So today begins Lent, for those who follow a liturgical calendar. In simplest of explanations, children are often taught that during Lent, those forty days before Easter, one should “give up something” so that, when Easter arrives, and that missed item is returned, it is more valued.
I think about this time of giving up something and am reminded of a blog post I saw some time ago from a teacher in North Carolina who gave up his job, resigned. Quit. He was completely fed up with a system that — in his district — was only about teaching kids to pass a test. He gave up something he dearly loved, and was very good at, to make a point.

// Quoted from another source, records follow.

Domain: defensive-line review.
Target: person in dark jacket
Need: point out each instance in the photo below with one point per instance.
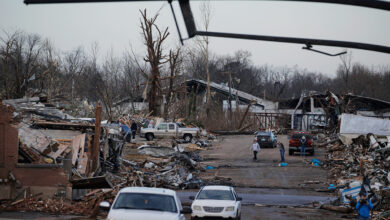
(364, 206)
(255, 147)
(303, 145)
(282, 150)
(133, 128)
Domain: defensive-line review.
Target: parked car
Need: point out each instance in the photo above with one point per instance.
(216, 201)
(266, 139)
(169, 130)
(294, 143)
(145, 203)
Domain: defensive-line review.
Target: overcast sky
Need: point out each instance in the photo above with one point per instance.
(116, 25)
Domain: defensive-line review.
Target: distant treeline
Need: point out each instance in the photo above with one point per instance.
(31, 66)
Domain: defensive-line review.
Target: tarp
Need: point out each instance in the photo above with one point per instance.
(357, 124)
(352, 192)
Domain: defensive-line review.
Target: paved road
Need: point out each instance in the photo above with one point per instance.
(276, 190)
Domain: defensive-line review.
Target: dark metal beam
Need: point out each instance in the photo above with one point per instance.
(377, 4)
(188, 17)
(305, 41)
(27, 2)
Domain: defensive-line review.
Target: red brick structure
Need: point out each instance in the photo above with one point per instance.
(49, 179)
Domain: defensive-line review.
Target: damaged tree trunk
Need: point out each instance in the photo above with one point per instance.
(96, 140)
(155, 58)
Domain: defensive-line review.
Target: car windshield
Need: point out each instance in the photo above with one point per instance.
(216, 195)
(146, 201)
(299, 136)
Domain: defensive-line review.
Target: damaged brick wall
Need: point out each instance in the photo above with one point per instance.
(47, 179)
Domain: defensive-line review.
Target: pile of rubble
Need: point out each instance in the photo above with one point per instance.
(49, 137)
(361, 163)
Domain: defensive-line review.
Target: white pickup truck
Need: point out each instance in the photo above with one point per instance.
(169, 130)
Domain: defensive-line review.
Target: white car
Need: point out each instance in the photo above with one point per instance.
(216, 201)
(146, 204)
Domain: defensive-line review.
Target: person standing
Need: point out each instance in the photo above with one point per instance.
(151, 124)
(364, 206)
(255, 147)
(133, 128)
(282, 150)
(303, 145)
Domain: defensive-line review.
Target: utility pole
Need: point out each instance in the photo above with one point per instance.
(96, 139)
(230, 94)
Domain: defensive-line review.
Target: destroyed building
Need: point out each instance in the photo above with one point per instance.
(317, 110)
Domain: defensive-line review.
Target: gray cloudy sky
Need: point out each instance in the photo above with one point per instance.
(116, 26)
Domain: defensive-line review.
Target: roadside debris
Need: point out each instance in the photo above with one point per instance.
(97, 170)
(360, 165)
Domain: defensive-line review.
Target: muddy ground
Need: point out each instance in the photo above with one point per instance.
(268, 190)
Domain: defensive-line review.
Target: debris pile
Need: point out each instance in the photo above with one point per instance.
(361, 164)
(47, 136)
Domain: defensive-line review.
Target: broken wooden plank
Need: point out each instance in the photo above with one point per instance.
(61, 149)
(99, 182)
(63, 125)
(82, 165)
(77, 142)
(33, 138)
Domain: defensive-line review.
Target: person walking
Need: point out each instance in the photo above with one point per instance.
(151, 124)
(255, 147)
(133, 128)
(281, 149)
(303, 145)
(364, 206)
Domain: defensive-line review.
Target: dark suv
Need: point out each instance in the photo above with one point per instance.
(266, 139)
(294, 143)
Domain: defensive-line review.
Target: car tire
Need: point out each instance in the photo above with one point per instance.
(187, 138)
(149, 137)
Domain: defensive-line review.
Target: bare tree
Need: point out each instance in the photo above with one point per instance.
(175, 61)
(203, 44)
(153, 40)
(344, 69)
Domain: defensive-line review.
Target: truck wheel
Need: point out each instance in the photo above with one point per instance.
(187, 138)
(149, 137)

And I think about the teachers at a 5-12 school in New York City Bob Probst and I worked with two weeks ago who told us they had to give up teaching anything new for the next month as the school was going into “lock down” and would only be reviewing for the upcoming mandated tests. For one month, students would only do test-prep.
And I think about a teacher in Arkansas I visited with a few weeks ago who was giving up a part of her salary each week to help buy clothes for some kids in her classroom who didn’t have homes, much less winter coats, that would keep them warm.
I think about the college seniors I Skyped with yesterday at Carlton college who wondered what we were giving up in our ELA classrooms when we all agreed (and why did we do this, they asked) to set aside any sort of questions that encouraged a personal response to instead embrace only “text-dependent” questions. “What have we given up?” they asked.
Giving up can mean so many different things.
And then I think a bit more about Lent. Only for children is it really only about giving up. Actually, it’s about reflecting. It’s about searching and wondering and being still and listening, but most certainly it is not only about giving up; it’s also about taking on.
This Lent — and it doesn’t matter if you call this time Lent or simply the quiet days before spring blooms in all its brilliance — this Lent, I plan to do more taking on than giving up. I plan to take on the naysayers of education, reminding them of all the good that our nation’s teachers do each day. Dear teachers, don’t you lose sight of the opportunity you have each day to make a difference in each child’s life.
I plan to take on the assumption that text-dependent questions create the self-reliant, lifetime readers we want more than any other type of question might do. Where is the research that supports this? I plan to take on the assumed authority of the Publishers’ Criteria and ask upon what research it is based.
I want to take on reminding policy makers that a test score is simply that: a test score. I want to take on reminding them that the goal of education is bigger than making someone college or career ready. Education is about teaching children so that they can become all they can be. It’s about teaching children so that they will someday become the active successful participants this democracy desperately needs them to be; so that they might become the creative, compassionate, caring contributors this society hopes they will be.

This Lent, I want to give up pessimism and take on optimism; I want to give up fear and take on hope. I want to look at each child in each class I teach as that kid who wants to be his best but just might be too hungry or too scared or too beaten by life to know how to get there and see not a sullen face, but one that if I can teach him to take on, rather than give up, will find that spring is full of hope, indeed.